NVIDIA / NeMo

A scalable generative AI framework built for researchers and developers working on Large Language Models, Multimodal, and Speech AI (Automatic Speech Recognition and Text-to-Speech)
https://docs.nvidia.com/nemo-framework/user-guide/latest/overview.html
Apache License 2.0
11.58k stars 2.43k forks source link

Error encountered at Step 24: 'set_logging_level' is not defined about tutorials/nlp/Relation_Extraction-BioMegatron.ipynb #7780

Closed Marfars closed 9 months ago

Marfars commented 11 months ago

I followed the instructions provided in the documentation for setting up Colab. The instructions are as follows:

  1. Open a new Python 3 notebook.
  2. Import this notebook from GitHub (File -> Upload Notebook -> "GITHUB" tab -> copy/paste GitHub URL)
  3. Connect to an instance with a GPU (Runtime -> Change runtime type -> select "GPU" for hardware accelerator)
  4. Run this cell to set up dependencies.

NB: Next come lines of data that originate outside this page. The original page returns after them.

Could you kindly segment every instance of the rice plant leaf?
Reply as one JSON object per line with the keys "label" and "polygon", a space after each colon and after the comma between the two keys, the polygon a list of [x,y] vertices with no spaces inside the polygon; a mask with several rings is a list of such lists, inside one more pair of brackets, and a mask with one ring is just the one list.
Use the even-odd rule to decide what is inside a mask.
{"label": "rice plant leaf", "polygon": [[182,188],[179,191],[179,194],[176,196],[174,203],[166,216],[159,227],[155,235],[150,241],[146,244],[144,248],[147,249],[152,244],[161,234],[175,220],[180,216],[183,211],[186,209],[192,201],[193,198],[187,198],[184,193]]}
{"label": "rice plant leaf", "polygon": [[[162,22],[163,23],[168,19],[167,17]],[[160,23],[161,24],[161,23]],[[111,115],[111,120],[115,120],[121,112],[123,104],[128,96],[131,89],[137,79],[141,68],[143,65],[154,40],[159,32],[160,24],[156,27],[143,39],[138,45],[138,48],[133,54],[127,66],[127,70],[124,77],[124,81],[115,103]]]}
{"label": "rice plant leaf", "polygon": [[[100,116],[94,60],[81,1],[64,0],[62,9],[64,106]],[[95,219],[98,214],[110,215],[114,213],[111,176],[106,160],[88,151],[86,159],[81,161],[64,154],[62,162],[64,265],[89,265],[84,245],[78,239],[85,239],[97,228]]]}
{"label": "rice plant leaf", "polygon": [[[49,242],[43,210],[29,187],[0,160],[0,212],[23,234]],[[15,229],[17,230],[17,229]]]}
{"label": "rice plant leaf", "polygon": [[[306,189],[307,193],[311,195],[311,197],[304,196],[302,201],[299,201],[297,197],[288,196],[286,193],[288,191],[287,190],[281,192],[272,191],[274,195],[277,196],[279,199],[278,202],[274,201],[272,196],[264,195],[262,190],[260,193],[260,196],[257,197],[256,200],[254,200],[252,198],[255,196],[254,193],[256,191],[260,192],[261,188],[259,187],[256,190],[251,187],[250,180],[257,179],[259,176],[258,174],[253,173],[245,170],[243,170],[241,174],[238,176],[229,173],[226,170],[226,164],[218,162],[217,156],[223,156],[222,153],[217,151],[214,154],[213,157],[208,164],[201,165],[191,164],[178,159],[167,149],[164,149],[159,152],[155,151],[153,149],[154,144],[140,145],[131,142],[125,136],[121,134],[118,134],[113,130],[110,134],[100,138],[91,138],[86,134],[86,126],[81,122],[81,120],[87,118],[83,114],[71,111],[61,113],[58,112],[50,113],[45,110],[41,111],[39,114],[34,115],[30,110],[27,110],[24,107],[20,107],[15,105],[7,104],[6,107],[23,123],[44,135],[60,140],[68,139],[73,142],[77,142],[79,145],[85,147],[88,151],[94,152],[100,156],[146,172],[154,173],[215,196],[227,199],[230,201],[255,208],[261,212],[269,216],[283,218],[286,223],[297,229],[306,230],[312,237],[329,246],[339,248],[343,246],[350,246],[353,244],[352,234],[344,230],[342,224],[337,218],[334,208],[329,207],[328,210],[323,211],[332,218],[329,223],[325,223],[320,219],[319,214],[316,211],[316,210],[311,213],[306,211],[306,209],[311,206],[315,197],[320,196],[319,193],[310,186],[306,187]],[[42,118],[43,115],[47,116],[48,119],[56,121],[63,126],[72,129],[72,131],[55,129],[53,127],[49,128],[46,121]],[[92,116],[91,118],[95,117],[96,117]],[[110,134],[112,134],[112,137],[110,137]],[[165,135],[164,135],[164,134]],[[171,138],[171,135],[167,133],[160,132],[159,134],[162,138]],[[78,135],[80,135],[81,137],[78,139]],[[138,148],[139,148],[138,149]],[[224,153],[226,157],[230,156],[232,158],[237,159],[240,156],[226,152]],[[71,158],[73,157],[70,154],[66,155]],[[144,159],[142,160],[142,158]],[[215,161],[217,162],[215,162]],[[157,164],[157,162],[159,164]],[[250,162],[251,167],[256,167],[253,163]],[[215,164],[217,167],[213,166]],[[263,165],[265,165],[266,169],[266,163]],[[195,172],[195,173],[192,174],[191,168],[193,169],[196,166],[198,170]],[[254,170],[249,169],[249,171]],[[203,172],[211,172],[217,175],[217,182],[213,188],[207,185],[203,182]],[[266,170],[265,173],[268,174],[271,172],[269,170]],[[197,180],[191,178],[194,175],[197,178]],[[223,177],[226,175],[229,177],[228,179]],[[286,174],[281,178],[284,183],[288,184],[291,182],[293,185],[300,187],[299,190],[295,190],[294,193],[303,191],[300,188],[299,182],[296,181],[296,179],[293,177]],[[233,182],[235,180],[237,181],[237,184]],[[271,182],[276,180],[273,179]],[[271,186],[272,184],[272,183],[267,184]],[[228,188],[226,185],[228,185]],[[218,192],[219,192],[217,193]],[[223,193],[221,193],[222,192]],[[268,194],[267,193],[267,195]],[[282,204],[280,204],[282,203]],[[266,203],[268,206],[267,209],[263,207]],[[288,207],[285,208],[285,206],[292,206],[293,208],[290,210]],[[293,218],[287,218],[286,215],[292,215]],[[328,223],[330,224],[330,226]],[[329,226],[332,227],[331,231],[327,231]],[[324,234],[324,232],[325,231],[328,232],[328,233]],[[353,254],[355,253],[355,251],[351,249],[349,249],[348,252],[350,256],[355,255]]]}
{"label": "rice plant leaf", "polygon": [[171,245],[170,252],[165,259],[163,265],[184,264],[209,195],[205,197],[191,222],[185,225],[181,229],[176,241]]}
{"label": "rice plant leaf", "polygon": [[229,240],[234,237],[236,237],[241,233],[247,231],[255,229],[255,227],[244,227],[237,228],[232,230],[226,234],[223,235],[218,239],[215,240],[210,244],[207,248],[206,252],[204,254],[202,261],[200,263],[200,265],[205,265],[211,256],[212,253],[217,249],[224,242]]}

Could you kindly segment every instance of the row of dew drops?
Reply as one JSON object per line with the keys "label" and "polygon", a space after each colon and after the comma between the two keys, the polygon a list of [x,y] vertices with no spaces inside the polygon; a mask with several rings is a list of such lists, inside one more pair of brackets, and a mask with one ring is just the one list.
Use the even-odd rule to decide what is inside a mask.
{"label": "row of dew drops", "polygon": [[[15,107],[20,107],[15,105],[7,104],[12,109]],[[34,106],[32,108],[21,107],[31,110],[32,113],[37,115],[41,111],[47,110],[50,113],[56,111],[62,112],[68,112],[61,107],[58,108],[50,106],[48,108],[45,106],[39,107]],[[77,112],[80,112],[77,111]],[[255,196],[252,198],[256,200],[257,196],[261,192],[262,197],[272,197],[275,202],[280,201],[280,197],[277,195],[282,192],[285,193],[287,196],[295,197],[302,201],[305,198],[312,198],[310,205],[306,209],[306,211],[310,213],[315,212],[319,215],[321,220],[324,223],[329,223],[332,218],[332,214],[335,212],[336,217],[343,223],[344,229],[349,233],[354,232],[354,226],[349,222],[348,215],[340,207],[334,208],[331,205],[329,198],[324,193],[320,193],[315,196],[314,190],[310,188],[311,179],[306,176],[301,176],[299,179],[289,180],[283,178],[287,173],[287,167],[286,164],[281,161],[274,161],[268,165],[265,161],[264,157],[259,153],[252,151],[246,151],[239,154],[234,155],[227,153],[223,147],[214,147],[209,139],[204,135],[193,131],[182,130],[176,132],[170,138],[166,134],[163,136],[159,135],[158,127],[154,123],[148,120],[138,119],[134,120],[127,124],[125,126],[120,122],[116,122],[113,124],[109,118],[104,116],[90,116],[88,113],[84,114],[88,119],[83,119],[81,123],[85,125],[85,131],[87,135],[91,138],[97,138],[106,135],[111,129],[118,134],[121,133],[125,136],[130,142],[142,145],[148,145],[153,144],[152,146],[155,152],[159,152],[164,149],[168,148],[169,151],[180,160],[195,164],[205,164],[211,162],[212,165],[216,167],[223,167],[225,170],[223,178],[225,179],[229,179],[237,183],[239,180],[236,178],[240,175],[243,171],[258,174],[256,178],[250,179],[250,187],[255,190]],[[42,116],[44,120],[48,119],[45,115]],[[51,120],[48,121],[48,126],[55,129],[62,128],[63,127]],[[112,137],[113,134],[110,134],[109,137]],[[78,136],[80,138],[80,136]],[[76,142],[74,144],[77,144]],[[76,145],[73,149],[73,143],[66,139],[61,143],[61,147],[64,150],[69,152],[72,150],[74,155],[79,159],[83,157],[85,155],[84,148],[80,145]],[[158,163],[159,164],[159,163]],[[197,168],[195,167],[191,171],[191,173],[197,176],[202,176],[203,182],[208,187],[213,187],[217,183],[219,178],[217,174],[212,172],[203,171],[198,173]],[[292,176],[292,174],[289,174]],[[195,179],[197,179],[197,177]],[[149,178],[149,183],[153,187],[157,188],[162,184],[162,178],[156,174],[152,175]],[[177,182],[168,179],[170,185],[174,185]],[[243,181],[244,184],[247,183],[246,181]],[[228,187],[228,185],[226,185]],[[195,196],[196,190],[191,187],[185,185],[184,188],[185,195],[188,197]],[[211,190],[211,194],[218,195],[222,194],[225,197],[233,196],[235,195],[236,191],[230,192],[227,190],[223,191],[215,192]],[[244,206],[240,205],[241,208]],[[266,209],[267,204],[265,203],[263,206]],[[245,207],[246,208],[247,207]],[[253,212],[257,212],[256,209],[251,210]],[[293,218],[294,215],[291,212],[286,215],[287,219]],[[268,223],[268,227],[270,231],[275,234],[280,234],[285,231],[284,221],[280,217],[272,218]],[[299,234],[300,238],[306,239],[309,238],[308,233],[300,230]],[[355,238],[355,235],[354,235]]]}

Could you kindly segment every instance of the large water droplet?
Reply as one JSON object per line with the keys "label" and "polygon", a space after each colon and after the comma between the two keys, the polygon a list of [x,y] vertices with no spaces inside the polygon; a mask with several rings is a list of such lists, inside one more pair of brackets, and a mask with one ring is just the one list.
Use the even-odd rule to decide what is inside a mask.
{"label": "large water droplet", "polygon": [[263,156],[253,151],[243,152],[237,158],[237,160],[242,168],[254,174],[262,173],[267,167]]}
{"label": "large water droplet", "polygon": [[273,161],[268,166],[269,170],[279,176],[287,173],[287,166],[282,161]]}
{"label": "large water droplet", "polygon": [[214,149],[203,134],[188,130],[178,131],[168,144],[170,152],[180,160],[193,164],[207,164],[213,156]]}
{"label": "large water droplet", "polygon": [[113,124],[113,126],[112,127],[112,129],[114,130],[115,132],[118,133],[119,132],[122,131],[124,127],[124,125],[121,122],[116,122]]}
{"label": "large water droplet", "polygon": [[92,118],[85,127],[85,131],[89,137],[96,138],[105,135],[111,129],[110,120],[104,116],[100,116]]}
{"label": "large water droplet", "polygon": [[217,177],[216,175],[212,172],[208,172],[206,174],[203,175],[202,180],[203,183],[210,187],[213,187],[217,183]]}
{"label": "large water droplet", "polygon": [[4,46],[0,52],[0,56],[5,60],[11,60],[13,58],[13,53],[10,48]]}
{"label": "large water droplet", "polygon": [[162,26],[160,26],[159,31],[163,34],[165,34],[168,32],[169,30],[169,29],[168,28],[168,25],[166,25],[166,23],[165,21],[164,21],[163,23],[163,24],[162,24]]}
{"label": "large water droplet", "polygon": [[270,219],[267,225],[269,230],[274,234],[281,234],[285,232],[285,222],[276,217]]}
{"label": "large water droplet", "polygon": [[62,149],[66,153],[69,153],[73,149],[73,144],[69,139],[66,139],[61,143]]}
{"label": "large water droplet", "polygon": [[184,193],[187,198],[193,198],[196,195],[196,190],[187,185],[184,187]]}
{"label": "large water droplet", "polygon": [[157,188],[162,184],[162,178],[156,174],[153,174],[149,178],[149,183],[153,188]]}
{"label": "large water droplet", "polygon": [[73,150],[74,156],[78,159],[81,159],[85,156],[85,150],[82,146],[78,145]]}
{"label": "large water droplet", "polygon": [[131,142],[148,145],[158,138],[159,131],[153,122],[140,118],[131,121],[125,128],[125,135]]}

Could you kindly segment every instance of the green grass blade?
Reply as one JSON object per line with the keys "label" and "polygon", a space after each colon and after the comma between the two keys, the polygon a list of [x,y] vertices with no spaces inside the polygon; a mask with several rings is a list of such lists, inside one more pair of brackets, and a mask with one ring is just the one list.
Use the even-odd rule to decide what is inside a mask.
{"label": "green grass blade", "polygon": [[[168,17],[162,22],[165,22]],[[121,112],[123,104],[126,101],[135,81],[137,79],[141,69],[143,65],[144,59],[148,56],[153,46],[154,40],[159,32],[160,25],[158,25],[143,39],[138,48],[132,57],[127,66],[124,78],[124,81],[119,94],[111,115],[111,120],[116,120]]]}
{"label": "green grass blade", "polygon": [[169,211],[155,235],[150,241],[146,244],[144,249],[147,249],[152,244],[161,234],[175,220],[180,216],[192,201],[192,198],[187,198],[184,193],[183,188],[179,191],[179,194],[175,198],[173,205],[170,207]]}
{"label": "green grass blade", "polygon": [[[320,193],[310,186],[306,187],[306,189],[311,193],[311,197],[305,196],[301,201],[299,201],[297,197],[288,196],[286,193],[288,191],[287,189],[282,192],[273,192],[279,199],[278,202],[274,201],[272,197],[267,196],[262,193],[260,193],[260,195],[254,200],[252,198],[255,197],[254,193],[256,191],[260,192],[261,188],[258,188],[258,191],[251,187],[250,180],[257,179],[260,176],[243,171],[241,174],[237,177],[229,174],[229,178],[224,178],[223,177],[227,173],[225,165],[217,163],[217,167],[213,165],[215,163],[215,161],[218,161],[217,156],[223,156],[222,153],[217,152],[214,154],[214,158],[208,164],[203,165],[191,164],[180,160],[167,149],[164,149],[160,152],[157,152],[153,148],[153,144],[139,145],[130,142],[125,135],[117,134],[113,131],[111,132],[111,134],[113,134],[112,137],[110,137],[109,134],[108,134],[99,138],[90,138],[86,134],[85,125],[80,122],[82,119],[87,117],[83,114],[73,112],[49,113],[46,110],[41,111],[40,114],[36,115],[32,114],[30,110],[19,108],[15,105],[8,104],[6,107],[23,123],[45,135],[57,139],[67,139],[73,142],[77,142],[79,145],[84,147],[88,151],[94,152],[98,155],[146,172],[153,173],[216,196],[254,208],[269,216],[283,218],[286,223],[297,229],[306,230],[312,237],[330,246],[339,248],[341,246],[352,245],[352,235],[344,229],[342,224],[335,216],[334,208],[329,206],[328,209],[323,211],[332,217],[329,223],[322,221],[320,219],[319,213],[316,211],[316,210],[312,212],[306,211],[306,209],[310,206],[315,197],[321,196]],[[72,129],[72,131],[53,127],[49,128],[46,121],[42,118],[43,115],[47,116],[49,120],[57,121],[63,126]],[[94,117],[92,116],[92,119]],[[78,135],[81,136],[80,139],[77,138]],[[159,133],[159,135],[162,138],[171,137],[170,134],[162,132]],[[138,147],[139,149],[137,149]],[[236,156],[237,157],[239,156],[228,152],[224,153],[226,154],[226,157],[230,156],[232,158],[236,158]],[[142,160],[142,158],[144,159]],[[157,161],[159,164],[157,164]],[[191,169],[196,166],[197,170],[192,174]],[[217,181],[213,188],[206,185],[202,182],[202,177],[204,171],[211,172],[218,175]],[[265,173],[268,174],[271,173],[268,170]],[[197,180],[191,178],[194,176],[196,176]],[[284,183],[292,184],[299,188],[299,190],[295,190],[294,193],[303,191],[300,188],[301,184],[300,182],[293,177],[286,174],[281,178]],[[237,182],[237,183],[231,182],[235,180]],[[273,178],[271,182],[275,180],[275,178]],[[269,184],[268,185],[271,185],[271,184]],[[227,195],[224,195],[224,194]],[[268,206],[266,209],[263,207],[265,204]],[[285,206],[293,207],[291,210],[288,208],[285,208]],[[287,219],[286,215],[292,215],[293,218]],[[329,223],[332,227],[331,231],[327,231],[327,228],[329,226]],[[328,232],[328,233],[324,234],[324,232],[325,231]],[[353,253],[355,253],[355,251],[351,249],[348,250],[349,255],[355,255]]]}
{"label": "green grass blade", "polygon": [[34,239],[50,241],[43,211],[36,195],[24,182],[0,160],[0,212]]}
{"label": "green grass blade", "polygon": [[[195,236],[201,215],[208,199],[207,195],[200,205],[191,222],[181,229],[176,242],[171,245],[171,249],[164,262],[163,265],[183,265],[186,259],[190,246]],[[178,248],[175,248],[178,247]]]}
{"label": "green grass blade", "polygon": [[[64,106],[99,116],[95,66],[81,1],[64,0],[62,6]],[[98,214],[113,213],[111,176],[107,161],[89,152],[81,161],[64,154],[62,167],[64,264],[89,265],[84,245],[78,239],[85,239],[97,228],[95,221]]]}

However, when I reached Step 24(model = nemo_nlp.models.TextClassificationModel(cfg=config.model, trainer=trainer)), I encountered an error stating that name 'set_logging_level' is not defined. I double-checked the instructions and ensured that I followed them accurately. Below is the stack trace for the error encountered:
    
    [NeMo I 2023-10-23 11:51:10 megatron_init:294] All pipeline model parallel group ranks: [[0]]
    [NeMo I 2023-10-23 11:51:10 megatron_init:295] Rank 0 has pipeline model parallel rank 0
    [NeMo I 2023-10-23 11:51:10 megatron_init:296] All embedding group ranks: [[0]]
    [NeMo I 2023-10-23 11:51:10 megatron_init:297] Rank 0 has embedding rank: 0
    [NeMo E 2023-10-23 11:51:10 common:506] Model instantiation failed!
    Target class:   nemo.collections.nlp.models.language_modeling.megatron_bert_model.MegatronBertModel
    Error(s):   name 'set_logging_level' is not defined
    Traceback (most recent call last):
      File "/usr/local/lib/python3.10/dist-packages/nemo/core/classes/common.py", line 485, in from_config_dict
        instance = imported_cls(cfg=config, trainer=trainer)
      File "/usr/local/lib/python3.10/dist-packages/nemo/collections/nlp/models/language_modeling/megatron_bert_model.py", line 88, in __init__
        super().__init__(cfg, trainer=trainer, no_lm_init=False)
      File "/usr/local/lib/python3.10/dist-packages/nemo/collections/nlp/models/language_modeling/megatron_base_model.py", line 158, in __init__
        initialize_model_parallel_for_nemo(
      File "/usr/local/lib/python3.10/dist-packages/nemo/collections/nlp/modules/common/megatron/megatron_init.py", line 141, in initialize_model_parallel_for_nemo
        set_logging_level(apex_transformer_log_level)
    NameError: name 'set_logging_level' is not defined

NameError Traceback (most recent call last)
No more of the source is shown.